Wimborne White vs Sable Stone in Real Spaces
6 real rooms side by side. Seeing Wimborne White and Sable Stone in actual rooms makes the difference concrete; browse the spaces below to get a feel for how each color lives on a wall.
Living Room
A living room wall sees more varied light than almost any other surface in the house, which makes the choice between these two more nuanced than a chip suggests. Wimborne White reflects noticeably more light off the walls, making the space read more open than Sable Stone.
Bedroom
Bedrooms are typically lit with warmer, lower light than the rest of the house — a condition that flatters warm tones and deepens cool ones. Wimborne White returns significantly more light to the room — in a smaller or darker space, that difference in perceived brightness is hard to miss.
Dining Room
Dining rooms often rely on warm incandescent or candlelight, which flatters warm undertones and mutes cool ones. The LRV gap is large enough that Wimborne White will make the room feel meaningfully brighter than Sable Stone would.
Bathroom
Small bathrooms intensify color. A shade that seems quiet in a larger room can feel immersive when you're surrounded by it on four walls. Wimborne White returns significantly more light to the room — in a smaller or darker space, that difference in perceived brightness is hard to miss.
Mudroom
In a hardworking space like a mudroom, the depth and warmth of a color reads differently than in a quieter room. The LRV gap is large enough that Wimborne White will make the room feel meaningfully brighter than Sable Stone would.
Kitchen Cabinets
Cabinet color is always seen in context — against countertops, backsplash, and hardware — which amplifies undertone differences that might disappear on a plain wall. Wimborne White returns significantly more light to the room — in a smaller or darker space, that difference in perceived brightness is hard to miss.
Color Details
Wimborne White vs Sable Stone Simulated Comparison
5 simulated room previews — drag the slider on each to see Wimborne White on one side and Sable Stone on the other.

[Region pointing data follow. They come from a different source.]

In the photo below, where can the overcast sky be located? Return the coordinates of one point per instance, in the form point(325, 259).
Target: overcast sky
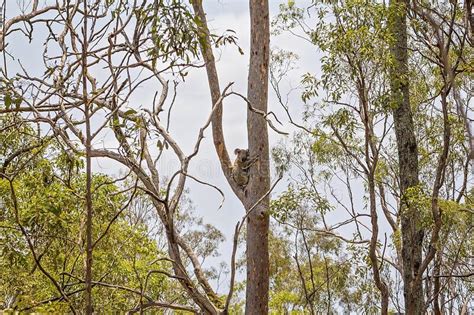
point(193, 106)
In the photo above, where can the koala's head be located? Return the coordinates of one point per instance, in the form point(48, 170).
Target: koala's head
point(242, 154)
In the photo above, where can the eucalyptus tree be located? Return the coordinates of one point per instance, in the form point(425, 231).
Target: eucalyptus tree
point(364, 113)
point(86, 89)
point(255, 194)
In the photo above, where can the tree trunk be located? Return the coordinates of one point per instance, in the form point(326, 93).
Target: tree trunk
point(255, 196)
point(412, 233)
point(259, 184)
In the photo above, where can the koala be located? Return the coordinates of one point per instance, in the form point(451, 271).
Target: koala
point(240, 168)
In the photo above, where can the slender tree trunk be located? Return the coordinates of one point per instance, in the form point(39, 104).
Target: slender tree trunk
point(88, 264)
point(412, 233)
point(255, 196)
point(259, 184)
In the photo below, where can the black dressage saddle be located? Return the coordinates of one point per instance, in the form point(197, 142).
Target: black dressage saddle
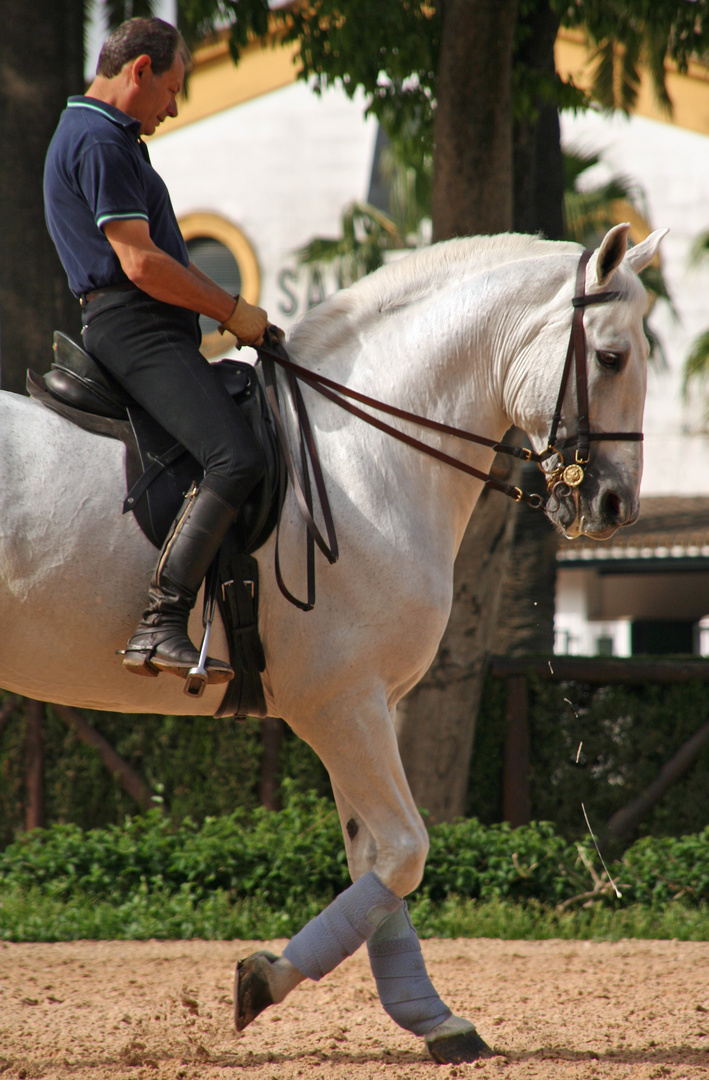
point(159, 472)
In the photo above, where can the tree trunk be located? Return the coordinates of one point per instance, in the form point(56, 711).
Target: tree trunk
point(538, 162)
point(41, 63)
point(271, 732)
point(34, 766)
point(472, 171)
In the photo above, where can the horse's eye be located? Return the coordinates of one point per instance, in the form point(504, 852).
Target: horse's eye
point(612, 361)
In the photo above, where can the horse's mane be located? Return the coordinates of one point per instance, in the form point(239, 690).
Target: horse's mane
point(407, 280)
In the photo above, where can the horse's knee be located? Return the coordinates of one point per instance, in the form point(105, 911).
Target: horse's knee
point(400, 864)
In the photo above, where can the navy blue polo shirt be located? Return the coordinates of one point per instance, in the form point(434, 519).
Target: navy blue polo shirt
point(98, 170)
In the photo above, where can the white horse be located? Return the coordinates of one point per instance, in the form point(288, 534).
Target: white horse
point(471, 333)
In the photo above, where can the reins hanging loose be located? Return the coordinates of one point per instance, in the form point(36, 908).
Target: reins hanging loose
point(273, 352)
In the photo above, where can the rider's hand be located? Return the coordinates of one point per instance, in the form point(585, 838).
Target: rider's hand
point(246, 322)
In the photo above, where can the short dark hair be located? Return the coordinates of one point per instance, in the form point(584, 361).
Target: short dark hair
point(151, 37)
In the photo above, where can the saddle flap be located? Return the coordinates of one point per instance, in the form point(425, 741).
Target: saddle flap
point(78, 379)
point(237, 376)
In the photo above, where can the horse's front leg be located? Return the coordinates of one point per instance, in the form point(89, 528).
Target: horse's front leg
point(386, 845)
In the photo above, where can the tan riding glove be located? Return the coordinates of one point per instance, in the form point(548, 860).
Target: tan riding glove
point(246, 322)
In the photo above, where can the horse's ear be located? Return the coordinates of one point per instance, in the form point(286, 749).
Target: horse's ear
point(642, 254)
point(611, 253)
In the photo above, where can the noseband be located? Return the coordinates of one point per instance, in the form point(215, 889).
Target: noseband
point(572, 474)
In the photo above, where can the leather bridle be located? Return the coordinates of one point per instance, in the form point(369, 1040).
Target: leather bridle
point(571, 474)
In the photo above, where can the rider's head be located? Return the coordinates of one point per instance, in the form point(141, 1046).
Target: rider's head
point(142, 70)
point(143, 37)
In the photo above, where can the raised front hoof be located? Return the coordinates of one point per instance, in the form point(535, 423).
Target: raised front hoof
point(251, 988)
point(456, 1049)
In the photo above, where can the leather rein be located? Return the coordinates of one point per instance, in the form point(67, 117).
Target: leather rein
point(571, 474)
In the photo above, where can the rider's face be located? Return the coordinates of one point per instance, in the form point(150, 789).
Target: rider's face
point(157, 95)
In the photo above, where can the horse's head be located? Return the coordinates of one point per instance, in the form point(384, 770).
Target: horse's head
point(589, 432)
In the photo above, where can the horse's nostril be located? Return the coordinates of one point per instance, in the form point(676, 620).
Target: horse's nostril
point(612, 507)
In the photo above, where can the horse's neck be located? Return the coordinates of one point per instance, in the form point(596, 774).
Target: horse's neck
point(429, 362)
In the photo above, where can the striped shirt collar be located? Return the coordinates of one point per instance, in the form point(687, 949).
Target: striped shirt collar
point(116, 116)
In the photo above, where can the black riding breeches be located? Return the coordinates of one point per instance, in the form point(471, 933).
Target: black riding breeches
point(152, 350)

Digital color is approximate. These simulations are generated from the manufacturer's hex values and overlaid on grayscale room photos — your screen's calibration, brightness, and viewing angle all affect how they render. Before committing to either color, test physical samples in your own space under the light you actually live with.
More Wimborne White comparisons
See how Wimborne White stacks up against other well-photographed colors across different brands and tones.